The economics news has been dominated the past couple of weeks by Newshub insisting that the National Party's tax plan doesn't "add up". Here's the headline the outlet has been running, "National's foreign buyer tax costings likely have a roughly $530 million fiscal hole each year, according to several highly regarded economists. It's more bad news for the party which has faced constant questioning and criticism over its tax plan".
However, whilst Newshub is desperate to embarrass the Nats by endlessly scrutinizing their tax proposal, the same level of scrutiny doesn't seem to have been applied to Newshub's own sources. Let's be clear, the critique of National made by these "highly regarded economists" has not been peer-reviewed nor published in a journal and as such has no academic standing. In fact, estimating the effect of a policy change that has never been done before, like removing a foreign buyer ban & putting in a 15% tax on property sales over $2 million, is very hard because there's no precedent & so no data that can be used to show what has happened in the past when such a policy has been introduced.

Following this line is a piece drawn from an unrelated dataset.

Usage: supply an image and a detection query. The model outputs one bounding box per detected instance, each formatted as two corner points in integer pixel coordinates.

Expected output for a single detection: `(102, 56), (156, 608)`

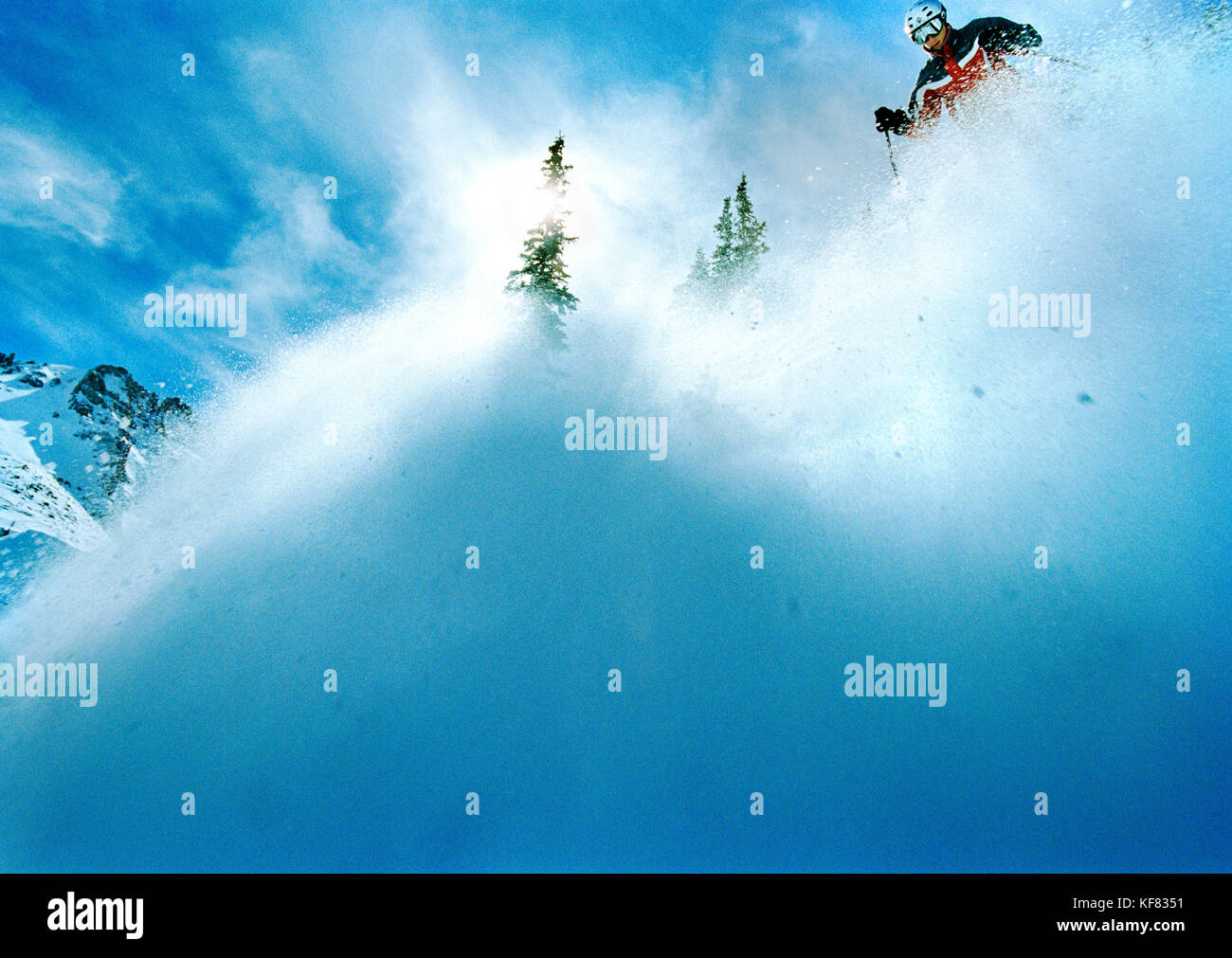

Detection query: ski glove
(874, 106), (911, 135)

The econometrics involved in my opinion requires a person to have completed a Masters degree with top honors, or PhD, in economics from a good university. So I looked up the qualifications of one of the folks who Newshub quote as their "highly regarded economist" source who critiqued the Nats proposals - his Linked-In profile says:
University of Otago, Bachelor of Commerce (BCom) in Marketing, 2001 - 2003
I'm happy to be corrected that this chap has done a high-level econ degree not mentioned on his Linked-In profile, but can Newshub please urgently clarify the background of its sources? After all, its' success at embarrassing National hinges on Newshub's sources being more credible than the Party's. On that note, the consulting firm called Castalia that checked over the Nat's numbers includes folks in their Auckland Office like Willem Crowhurst, who has a first class honors degree in economics from the University of Auckland.